In victory lap in Gangnam, Psy says he’s in a ‘dream’
Psy, the 34-year-old rapper who hit some kind of global nerve with his song “Gangnam Style” and the giddyap dance that accompanies it, wound up a three-week tour of the U.S. in which he was featured on “Saturday Night Live,” the “Today” show and “The Ellen DeGeneres Show.” He picked up an agent in the U.S. too: Scooter Braun, manager of Justin Bieber and Usher.
He immediately held a press conference at a hotel in Gangnam - where else? - dressed in a snazzy suit that was either Gangnam style or Jill Stuart New York, LG Fashion’s contemporary men’s wear line, or both. (Psy signed on as a Jill Stuart brand ambassador on Monday.)
The video for “Gangnam Style” broke a Guinness World Record Monday for the “most liked” video on YouTube, registering more than 2.45 million “likes” as of yesterday.
“I don’t think the title ‘world star’ goes well with me,” he said at the press conference, which was attended by hundreds of reporters from both local and foreign media. “It’s too burdensome. How about just calling me an international singer?”
Psy said he still feels like he’s dreaming. He admits he definitely “didn’t see this [fame] coming.”
“I really don’t know why ‘Gangnam Style’ gained so much popularity abroad,” said Psy, which is short for Psycho. (His real name is Park Jae-sang.) “It’s sung in Korean, and I guess foreigners don’t even understand the lyrics. But I think they like it because it’s funny. They say I resemble Austin Powers.”
But he’s concerned that “Gangnam Style” may be giving the wrong message about Korea to the rest of the world and doesn’t want to be known as merely a “funny, weird Asian artist.”
“I want Americans or other foreigners to see me not just as a strange singer from Korea who does the crazy horse-riding dance,” he said. “I hope they realize by looking at my concerts that Korean artists are fantastic performers - not those artists who sing to the music for one or two hours, but those who can ecstatically carry on a concert for more than four hours with just a microphone in their hands.”
Critics assume that Psy wrote his “Gangnam Style” to satirize the rampant consumerism of wealthy Koreans, which the artist sort of denies.
“Honestly, it was July in Korea, and the weather was so hot,” he said. “And I was already an artist for 12 years. I thought it was my duty to play with music and create something fun. So everything I tried with ‘Gangnam Style’ was for fun.
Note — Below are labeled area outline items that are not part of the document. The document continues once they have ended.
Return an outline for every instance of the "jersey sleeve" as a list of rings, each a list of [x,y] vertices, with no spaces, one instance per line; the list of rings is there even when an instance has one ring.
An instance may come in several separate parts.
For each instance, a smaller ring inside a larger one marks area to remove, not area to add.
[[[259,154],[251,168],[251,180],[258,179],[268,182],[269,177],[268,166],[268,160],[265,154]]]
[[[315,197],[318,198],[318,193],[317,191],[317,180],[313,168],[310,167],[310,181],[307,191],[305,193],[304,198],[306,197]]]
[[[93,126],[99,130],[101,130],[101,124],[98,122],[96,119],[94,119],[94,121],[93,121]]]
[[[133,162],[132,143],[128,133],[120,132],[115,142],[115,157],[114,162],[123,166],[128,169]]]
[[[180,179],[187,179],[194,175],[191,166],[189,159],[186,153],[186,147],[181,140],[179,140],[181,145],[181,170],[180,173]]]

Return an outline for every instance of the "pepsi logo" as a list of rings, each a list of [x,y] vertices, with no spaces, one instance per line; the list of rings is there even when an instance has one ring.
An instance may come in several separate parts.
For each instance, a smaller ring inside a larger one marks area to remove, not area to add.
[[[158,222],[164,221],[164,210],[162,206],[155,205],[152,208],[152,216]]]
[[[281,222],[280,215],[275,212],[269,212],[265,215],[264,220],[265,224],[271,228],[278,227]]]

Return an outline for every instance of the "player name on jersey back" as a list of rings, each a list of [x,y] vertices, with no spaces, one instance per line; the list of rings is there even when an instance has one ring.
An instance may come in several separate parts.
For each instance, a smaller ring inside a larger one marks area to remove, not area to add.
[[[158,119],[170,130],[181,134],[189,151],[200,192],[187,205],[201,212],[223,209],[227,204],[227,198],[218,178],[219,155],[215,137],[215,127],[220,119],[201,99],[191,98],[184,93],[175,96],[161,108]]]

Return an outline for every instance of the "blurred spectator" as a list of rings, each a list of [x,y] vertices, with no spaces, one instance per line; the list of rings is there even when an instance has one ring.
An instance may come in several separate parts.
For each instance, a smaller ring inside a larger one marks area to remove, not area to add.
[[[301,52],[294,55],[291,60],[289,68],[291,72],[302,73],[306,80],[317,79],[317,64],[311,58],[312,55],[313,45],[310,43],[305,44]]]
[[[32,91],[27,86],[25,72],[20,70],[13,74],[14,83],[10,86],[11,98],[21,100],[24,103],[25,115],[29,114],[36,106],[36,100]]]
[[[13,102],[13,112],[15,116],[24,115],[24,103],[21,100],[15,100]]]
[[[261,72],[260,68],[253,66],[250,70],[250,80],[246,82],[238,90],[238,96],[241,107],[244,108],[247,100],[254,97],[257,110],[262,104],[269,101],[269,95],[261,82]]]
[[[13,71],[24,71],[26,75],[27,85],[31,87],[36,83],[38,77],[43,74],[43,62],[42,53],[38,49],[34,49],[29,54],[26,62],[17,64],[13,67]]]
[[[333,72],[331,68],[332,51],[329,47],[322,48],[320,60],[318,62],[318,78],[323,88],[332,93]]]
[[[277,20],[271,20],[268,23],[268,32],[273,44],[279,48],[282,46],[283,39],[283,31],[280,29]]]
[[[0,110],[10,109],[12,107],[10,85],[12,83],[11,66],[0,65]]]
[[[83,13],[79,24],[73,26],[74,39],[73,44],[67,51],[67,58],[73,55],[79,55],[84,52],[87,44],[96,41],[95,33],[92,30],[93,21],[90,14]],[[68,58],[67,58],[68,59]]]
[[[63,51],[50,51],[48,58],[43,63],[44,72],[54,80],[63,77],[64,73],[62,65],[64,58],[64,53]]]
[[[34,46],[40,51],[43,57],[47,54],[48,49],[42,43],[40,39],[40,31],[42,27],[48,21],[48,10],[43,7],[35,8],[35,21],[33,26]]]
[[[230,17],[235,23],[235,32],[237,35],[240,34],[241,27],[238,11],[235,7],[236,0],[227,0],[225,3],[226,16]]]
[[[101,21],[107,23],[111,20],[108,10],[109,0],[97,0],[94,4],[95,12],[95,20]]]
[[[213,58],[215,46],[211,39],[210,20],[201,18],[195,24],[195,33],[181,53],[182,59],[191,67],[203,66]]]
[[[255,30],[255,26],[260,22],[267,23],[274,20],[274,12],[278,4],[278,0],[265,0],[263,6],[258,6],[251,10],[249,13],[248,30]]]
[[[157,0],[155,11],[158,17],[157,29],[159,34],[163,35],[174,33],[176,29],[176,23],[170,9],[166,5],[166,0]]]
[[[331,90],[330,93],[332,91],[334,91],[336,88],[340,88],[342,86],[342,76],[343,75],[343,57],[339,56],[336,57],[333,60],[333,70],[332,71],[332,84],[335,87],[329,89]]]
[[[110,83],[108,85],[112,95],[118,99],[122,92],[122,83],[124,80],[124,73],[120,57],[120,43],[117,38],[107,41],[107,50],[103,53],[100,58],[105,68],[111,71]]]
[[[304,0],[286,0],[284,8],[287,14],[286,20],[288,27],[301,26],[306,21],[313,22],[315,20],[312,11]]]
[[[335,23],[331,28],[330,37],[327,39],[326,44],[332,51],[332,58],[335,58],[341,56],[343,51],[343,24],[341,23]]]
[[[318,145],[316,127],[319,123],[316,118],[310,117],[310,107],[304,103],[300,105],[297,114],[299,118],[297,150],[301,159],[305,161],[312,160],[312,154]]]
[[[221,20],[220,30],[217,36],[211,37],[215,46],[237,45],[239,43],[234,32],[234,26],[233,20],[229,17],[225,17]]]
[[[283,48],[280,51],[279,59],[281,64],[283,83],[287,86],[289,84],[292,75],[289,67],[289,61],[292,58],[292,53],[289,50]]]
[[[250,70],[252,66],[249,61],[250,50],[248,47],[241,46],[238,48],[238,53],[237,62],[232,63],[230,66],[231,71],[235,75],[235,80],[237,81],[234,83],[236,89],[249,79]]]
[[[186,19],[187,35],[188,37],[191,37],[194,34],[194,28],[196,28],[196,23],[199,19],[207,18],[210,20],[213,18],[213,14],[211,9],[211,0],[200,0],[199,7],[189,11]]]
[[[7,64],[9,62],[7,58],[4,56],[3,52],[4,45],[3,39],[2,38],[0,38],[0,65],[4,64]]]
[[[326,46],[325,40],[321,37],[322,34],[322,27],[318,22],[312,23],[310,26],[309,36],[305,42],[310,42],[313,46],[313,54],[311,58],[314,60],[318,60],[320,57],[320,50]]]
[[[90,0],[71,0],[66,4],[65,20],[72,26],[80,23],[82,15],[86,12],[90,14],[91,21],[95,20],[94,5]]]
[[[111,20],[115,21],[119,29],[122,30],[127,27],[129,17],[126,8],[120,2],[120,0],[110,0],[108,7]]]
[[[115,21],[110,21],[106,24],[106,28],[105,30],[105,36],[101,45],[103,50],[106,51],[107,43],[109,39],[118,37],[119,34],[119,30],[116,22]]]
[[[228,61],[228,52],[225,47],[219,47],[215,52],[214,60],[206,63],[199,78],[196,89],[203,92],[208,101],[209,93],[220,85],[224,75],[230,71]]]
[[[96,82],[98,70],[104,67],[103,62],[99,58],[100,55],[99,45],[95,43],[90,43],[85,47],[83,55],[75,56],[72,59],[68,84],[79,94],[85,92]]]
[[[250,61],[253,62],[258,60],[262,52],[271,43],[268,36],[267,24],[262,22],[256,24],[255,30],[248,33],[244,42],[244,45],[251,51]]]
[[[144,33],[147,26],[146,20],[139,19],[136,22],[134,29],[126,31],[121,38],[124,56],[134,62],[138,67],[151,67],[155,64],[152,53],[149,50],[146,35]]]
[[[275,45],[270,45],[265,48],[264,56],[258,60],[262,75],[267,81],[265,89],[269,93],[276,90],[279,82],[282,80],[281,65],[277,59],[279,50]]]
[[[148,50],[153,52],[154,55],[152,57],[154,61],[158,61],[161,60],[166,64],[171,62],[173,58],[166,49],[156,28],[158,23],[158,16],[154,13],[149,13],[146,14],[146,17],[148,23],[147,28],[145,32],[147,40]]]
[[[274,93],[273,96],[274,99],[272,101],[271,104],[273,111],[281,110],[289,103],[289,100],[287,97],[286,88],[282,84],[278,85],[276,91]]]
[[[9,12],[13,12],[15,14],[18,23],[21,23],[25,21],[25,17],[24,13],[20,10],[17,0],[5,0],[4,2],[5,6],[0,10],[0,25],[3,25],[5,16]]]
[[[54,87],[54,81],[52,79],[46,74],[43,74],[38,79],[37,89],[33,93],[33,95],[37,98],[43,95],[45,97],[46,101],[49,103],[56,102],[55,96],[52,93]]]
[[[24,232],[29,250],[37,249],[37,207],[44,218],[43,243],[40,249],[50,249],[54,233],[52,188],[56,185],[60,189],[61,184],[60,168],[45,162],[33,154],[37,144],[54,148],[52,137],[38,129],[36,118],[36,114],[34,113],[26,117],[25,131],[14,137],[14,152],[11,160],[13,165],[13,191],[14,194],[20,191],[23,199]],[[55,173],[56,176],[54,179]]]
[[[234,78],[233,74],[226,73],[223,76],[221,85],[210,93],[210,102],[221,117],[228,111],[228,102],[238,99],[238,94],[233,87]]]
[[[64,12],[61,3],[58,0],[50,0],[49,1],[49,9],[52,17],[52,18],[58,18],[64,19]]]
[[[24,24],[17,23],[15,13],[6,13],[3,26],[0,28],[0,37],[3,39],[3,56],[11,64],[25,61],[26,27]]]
That was all.”
When he was asked about the rumor that he may give a solo concert at Madison Square Garden in Manhattan, the artist chuckled and said that was just talk that came up at a Korean club in New York while he was with his new manager, Braun.
“I took them to a Korean club, and Braun told me to tell people that I’d perform at Madison Square Garden and that he’ll be responsible for it, but the next day, he couldn’t remember,” said Psy.
Psy - who was obviously overwhelmed by the number of people at the press conference and the number of reporters who showed up at the airport to greet his predawn flight from the U.S. - cautiously said he hopes to reach No. 1 on Billboard’s Hot 100 Chart in the near future.
“If I do,” said Psy, “I’ll dance the horse-galloping dance in front of City Hall topless.”
Yesterday, representatives from the music industry estimated that at a bare minimum, Psy has made around 20 billion won ($17.9 million) abroad from that single song.
The song was taking in more than $40,000 a day through iTunes in the U.S. from Sept. 16 onwards.
But the artist said he is not yet “rolling in the dough.” He said he’ll know “exactly how much he’s worth” by the end of next month.
“I’m sorry to disappoint you as many people are interested in my financial condition. But you know, I’m even more curious,” he said.
Psy ended the press conference by galloping out of the hall.